I’m struck by the neat idea of a First Person Melee game that takes place in a zombie apocalypse. There is a bit of a story here, but like many open world games it’s trickled out between fetch quests. The attempts to flesh out characters and a larger conspiracy are wasted on gamers as this game is more about visceral fun.I’m not one to say that writing in games doesn’t matter, but in this particular situation it’s the case. The characters are flimsy. The plot seems to forget that Resident Evil was at it’s worst when it was trying to be serious. Instead take joy in scavenging weapons and bashing in former hotel guest’s heads with rusty weapons, tools, and anything else you can get your hands on. There is online co-op, you can even open up your game to the public. It does seem to cause your current mission to reset, so be weary if you’re working through a lengthy quest. The game’s biggest draw back is the weapon management. Your weapons break, in a play for realism, and you’ll need to replace them before they break. You end up simply collecting a lot of your favorite weapons, which are littered everywhere. To repair them you’ll need to find a workbench, which are in safe houses scattered throughout the island. While this is a bit of a chore, it also opens up custom weapons. The fun of smashing zombies with a nail bat balances out the chore of weapon maintenance.
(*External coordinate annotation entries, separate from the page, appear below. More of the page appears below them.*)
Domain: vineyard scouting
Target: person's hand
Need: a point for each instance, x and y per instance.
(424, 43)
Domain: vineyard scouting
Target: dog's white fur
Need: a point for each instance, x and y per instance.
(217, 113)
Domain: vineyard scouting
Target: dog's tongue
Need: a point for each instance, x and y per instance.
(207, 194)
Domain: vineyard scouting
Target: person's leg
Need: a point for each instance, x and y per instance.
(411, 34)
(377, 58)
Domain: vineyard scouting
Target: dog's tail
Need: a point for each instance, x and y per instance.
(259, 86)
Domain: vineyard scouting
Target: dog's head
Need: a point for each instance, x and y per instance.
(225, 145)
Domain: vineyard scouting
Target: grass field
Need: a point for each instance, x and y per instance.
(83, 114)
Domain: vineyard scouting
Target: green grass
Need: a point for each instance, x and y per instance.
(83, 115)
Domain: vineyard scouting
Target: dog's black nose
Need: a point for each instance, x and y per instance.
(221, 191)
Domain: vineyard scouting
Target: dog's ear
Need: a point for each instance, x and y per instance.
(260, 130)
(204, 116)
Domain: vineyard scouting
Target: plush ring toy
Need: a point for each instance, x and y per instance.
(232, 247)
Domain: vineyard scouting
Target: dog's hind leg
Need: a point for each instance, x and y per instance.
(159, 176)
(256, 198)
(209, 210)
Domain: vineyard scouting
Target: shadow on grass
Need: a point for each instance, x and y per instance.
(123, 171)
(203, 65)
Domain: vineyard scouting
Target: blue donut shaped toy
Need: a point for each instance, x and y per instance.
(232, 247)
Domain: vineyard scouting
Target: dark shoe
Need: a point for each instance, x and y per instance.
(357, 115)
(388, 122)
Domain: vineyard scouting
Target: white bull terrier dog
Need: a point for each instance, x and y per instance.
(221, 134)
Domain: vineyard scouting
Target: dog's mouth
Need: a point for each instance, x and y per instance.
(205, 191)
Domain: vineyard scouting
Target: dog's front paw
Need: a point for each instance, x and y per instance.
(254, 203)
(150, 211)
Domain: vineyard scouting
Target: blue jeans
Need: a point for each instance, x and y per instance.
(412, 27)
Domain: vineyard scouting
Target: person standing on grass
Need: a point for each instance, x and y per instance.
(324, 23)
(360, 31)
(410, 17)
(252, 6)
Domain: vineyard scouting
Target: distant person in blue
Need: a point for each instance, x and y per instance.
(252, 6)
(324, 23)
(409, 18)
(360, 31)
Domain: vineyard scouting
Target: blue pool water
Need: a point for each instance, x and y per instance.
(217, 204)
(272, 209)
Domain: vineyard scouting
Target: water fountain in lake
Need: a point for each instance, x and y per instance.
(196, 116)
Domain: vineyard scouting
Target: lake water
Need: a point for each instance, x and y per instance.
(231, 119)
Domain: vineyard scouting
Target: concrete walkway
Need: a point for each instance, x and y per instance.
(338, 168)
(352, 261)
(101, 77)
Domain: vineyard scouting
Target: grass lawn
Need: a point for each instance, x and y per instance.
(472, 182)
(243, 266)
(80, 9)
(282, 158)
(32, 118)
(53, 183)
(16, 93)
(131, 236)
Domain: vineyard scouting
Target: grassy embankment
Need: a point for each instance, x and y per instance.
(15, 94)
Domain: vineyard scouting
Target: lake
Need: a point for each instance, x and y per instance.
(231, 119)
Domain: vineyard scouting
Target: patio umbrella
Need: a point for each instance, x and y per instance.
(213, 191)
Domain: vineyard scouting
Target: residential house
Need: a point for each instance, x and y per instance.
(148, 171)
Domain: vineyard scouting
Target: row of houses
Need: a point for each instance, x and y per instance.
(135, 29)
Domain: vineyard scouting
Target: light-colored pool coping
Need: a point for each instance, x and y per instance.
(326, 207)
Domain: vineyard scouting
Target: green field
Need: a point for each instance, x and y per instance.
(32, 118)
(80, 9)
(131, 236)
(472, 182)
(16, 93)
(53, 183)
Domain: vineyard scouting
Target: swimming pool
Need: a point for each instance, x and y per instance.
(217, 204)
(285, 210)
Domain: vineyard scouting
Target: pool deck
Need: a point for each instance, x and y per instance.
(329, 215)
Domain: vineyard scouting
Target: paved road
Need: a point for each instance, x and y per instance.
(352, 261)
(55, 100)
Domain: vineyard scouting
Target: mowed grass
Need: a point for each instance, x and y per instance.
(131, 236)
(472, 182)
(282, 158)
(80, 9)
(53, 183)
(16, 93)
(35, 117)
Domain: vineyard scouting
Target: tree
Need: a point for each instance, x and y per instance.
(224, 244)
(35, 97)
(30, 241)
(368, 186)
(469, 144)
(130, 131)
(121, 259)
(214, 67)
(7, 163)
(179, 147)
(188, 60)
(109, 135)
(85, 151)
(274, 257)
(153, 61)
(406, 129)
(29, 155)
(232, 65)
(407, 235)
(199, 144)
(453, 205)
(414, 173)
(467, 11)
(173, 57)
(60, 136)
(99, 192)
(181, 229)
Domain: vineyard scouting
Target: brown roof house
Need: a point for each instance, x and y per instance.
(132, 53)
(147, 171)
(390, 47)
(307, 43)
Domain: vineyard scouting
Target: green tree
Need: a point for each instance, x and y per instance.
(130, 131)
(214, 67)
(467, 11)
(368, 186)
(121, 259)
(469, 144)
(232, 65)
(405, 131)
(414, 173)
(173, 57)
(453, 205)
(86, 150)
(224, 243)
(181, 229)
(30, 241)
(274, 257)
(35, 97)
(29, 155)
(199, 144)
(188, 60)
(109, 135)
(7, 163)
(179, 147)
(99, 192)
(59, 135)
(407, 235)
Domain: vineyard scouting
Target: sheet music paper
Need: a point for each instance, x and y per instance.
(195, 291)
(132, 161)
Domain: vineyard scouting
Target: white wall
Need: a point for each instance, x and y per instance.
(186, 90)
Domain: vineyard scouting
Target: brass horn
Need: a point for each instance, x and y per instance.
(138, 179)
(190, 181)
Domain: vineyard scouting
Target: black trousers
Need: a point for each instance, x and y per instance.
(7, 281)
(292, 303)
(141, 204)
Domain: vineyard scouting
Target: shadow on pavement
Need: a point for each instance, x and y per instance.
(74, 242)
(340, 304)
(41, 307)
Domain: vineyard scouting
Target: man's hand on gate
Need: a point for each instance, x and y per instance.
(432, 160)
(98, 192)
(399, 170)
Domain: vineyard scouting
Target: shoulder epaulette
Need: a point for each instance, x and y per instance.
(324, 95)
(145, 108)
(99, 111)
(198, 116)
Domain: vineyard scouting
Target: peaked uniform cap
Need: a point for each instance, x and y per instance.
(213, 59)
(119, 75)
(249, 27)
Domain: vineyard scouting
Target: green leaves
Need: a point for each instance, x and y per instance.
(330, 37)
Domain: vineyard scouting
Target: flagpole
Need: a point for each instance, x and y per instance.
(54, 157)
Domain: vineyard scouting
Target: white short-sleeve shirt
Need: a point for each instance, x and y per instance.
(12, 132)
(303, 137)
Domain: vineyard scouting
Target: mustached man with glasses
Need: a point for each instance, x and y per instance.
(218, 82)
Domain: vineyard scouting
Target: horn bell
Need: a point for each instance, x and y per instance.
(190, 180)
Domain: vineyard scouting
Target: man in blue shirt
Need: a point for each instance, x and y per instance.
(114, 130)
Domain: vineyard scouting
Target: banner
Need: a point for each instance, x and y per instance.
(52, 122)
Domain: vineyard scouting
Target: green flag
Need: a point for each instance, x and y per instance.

What’s Good: Fun gameplay, custom weapon building.
What Sucks: Plot and characters are just in the way of the gameplay, and the weapon wearing system is unnecessary.
Buy it?: If you liked the realism and emotional nature of the Walking Dead games, run. If you like really stupid fun that happens to involve zombies, check out Dead Island. Grab it on Steam for $19.99. Note the DLC content is not available for the Mac.
Diablo III: Reaper of Souls – Mac
Diablo III was doomed from the start. Its real world money auction house landed with a thud, and most people criticized that it was limited to story mode for multiplayer. Along with an additional chapter of story, Reaper of Souls brought a patch that improved the loot, removed the auction house and added Adventure Mode. Adventure Mode allows you to play through randomly generated challenges solo or with friends. The additional chapter of story and a new class are all that’s behind the paywall, but they’re worth it. The story picks up with Diablo Dead, and the black soulstone being hidden deep underground. A lost angel reappears as the grim reaper, and steals the soulstone in an attempt to use it to kill all of humanity. Your character is called back to battle to defeat him and his minions. If you haven’t finished the original story of Diablo III, you’ll see this inital cutscene, but will be unable to access the new content until you finish.
If you’re lost don’t worry about it, you’ll pick it up once you’ve gone through more conversation trees. Which may be one of the reasons that Diablo is so much fun, you can go as deep into the story as you want. The click heavy combat and loot are all in supply in the expansion. The new enemy types are all really interesting and look great. This is a nice cap to a great game, though the ending hints there may be more to come. The adventure mode finally gives this game the feeling of an end game beyond replaying the story.
What’s Good: New enemy designs, adventure mode, and better loot.
What Sucks: Adventure mode abandons all the new areas and enemies from the expansion.